La campagna vaccinale come sta andando? La vita quotidiana sta tornando alla normalità?
M. F. K.: «Sta proseguendo ma ci vuole tempo. Ovviamente il personale sanitario e gli anziani sono i primi a dover essere vaccinati. Le persone più giovani, che vorrebbero fare il vaccino, non possono perché non ci sono le dosi. Così so di gente che si reca in Serbia a farsi vaccinare. La verità è che la situazione è alquanto caotica anche da questo punto di vista».
Le persone sono ancora molto spaventate dalla pandemia o hanno voglia di tornare alla vita normale?
M. F. K.: «Penso che la risposta sia sempre individuale. Ci sono persone che hanno cercato di andare avanti con la propria vita normalmente – penso soprattutto ai giovani, alle persone con meno di quarant’anni e alle coppie con bambini piccoli. Altro discorso per gli anziani e anche per coloro che hanno perso il lavoro. I primi perché temono di contrarre il Covid-19 e di ammalarsi. I secondi perché hanno paura che non troveranno facilmente una nuova occupazione».

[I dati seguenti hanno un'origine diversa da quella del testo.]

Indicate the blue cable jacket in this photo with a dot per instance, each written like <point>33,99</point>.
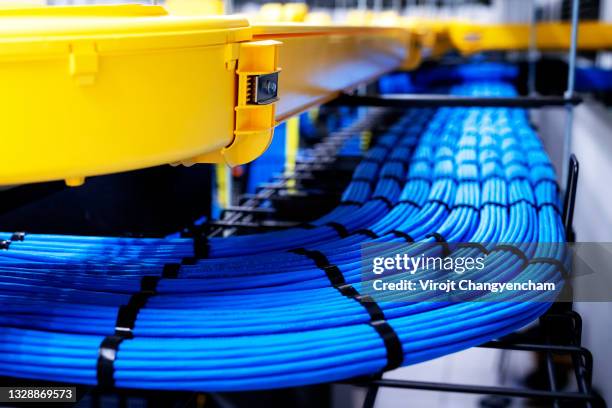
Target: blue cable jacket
<point>255,316</point>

Quali prospettive lavorative vi sono, in questo momento, per lei e il suo settore?
M. F. K.: «Al momento sto lavorando per un Festival ‘alternativo’, che si terrà a fine maggio, con il quale avevo collaborato anche precedentemente. Credo che la sensazione che abbiamo tutti, nel nostro settore, sia quella di dover trovare un modo per tornare sul palco. Troppi festival, artisti, compagnie hanno smesso di lavorare ed è importante fare tesoro di qualsiasi opportunità per tornare a essere visibili e a fare il nostro mestiere. Quando si parla, al contrario, di risorse finanziarie e di come ottenerle, non saprei cosa suggerire. So di troppi artisti che, al momento, sono ridotti a elemosinare. Dobbiamo creare dei progetti davvero validi, di qualità, portati avanti con competenza così da poter chiedere dei finanziamenti al Ministero della Cultura. Non si può pensare di avere dei fondi solamente perché si è in questa condizione – siamo in troppi ridotti sul lastrico. Dobbiamo resistere ma abbiamo la necessità di trovare le idee giuste e di trasformarle in progetti validi».
Venerdì, 30 aprile 2021
In copertina: Zagabria, Croazia. Foto di Websi da Pixabay.